Es grave, en todo caso, que el más importante premio literario que se convoca en el país, el único que en mucho tiempo parece cimentarse como permanente y serio, no llame la atención de los narradores colombianos. O, mucho más preocupante, que la totalidad de participantes en una convocatoria nacional responda a la precariedad, la falta de cultura, la ignorancia de la tradición literaria, en fin, el facilismo y la mediocridad que denuncian por lo menos dos de los jurados: los colombianos.
¿No valdría la pena una polémica?, ¿no sería justo que hablaran los descalificados?, ¿o queda definitivamente en el nivel de aficionados nuestro Premio Nacional de Literatura?
Opera primera
Más apto para sociólogos o sicoanalistas, que para lectores o críticos, es lo que sucede con nuestros jóvenes narradores en el exterior: dos óperas primas, de escritores no profesionales si tenemos en cuenta que derivan su sustento del periodismo y la cátedra, resultan finalistas en el Premio Rómulo Gallegos, uno de los más prestigiosos en la literatura latinoamericana: El rumor del astracán, de Azriel Bibliowicz, y Opio en las nubes, de Rafael Chaparro Madiedo, ganador el año anterior del premio de Colcultura. Esas novelas no pasaron, entre nosotros, de la reseña, el elogio o la destrucción desmesurada de los pontífices de coctel, expertos en el chascarrillo y el ditirambo, pero que a la hora de la verdad, no leen. En Venezuela, en cambio, fueron seleccionadas entre una gran cantidad de novelas postuladas desde todos los países de Hispanoamérica. Uno de los jurados, Fernando Alegría, hizo elogio de ellas y lamentó que sólo fuese posible la adjudicación de un premio.
Hace un par de semanas, en Santiago de Chile, Germán Santamaría fue galardonado con el primer premio en el Concurso Iberoamericano de Primeras Novelas Santiago del Nuevo Extremo, por su obra No morirás, escogida entre setenta libros que también llegaron de todos los países en los cuales se habla y escribe en español. Antonio Skármeta, de Chile; Nélida Piñón, de Brasil, y Eduardo Gudiño, de Argentina, galardonaron por unanimidad la obra de Santamaría y le dieron calificativos de “prosa precisa, con imágenes muy elocuentes y tono narrativo muy contemporáneo”, “expresión de una nueva generación de escritores” y otros por el estilo, virtualmente antagónicos con los juicios que aquí se formularon al mismo libro.
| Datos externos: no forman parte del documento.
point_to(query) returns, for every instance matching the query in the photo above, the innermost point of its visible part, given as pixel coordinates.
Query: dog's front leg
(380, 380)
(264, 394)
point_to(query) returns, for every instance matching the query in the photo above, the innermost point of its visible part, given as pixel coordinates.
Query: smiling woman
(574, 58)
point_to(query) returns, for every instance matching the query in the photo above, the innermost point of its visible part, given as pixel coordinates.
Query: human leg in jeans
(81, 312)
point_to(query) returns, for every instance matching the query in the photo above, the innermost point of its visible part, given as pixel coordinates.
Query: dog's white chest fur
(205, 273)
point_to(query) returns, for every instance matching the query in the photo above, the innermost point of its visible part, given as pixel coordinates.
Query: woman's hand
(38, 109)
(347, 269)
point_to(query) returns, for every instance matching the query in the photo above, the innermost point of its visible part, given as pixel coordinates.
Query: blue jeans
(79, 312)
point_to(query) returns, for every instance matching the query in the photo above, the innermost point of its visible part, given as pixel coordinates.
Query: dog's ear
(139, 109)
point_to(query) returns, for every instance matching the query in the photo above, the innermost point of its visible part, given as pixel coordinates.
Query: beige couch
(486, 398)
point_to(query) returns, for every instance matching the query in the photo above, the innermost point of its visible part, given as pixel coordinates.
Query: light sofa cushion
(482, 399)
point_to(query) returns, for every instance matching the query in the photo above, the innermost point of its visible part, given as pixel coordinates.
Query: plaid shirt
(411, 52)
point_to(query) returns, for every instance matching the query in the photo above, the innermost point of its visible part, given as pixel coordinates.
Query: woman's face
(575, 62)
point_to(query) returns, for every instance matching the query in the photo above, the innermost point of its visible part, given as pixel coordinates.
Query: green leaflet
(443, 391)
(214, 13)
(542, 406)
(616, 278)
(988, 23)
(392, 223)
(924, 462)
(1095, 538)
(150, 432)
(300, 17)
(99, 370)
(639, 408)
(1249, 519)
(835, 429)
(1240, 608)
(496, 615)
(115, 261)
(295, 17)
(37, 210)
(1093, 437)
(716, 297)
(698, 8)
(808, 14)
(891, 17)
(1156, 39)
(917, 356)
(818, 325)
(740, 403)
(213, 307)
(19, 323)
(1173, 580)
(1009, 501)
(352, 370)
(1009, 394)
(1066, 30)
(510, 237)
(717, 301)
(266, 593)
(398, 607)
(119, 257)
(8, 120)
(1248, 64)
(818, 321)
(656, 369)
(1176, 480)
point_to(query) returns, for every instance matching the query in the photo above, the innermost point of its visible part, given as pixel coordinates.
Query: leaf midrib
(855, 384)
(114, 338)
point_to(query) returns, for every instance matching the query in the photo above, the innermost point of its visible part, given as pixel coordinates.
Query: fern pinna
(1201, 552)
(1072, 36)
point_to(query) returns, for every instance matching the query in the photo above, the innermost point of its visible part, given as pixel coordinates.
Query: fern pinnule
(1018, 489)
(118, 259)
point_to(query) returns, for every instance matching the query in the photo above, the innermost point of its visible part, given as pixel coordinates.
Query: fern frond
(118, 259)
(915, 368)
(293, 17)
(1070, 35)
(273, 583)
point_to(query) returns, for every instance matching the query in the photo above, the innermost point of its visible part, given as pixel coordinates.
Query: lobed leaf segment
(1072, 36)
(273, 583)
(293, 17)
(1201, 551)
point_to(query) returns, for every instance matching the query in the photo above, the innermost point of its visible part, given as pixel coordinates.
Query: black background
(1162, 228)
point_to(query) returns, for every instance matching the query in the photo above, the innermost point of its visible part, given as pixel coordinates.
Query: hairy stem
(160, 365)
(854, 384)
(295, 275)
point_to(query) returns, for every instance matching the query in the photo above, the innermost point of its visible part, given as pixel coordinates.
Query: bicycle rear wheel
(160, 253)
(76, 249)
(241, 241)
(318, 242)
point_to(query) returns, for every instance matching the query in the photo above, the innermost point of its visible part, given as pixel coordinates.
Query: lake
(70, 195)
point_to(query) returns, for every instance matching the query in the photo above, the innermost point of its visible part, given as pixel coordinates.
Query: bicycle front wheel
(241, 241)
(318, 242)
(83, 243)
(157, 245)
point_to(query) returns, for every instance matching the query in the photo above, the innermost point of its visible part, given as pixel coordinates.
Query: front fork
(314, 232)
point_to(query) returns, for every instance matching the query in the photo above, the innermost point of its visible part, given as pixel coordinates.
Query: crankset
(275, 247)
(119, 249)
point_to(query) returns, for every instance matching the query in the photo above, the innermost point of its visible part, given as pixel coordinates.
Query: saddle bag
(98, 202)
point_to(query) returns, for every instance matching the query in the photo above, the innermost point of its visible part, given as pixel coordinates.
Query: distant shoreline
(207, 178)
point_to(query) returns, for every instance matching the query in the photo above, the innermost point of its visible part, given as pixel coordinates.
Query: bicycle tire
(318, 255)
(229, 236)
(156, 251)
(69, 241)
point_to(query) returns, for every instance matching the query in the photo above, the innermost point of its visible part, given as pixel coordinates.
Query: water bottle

¿Qué pasa ? ¿Por qué la narrativa que aquí se mira con desdén o indiferencia, cautiva en otras latitudes? Bien sabemos, además, que no todos nuestros vecinos latinoamericanos, ni mucho menos los españoles, están peor que nosotros. ¿Entonces, por qué ganamos como visitantes y perdemos como locales?
En otras palabras: si es usted escritor colombiano, no intente ser profeta en su tierra.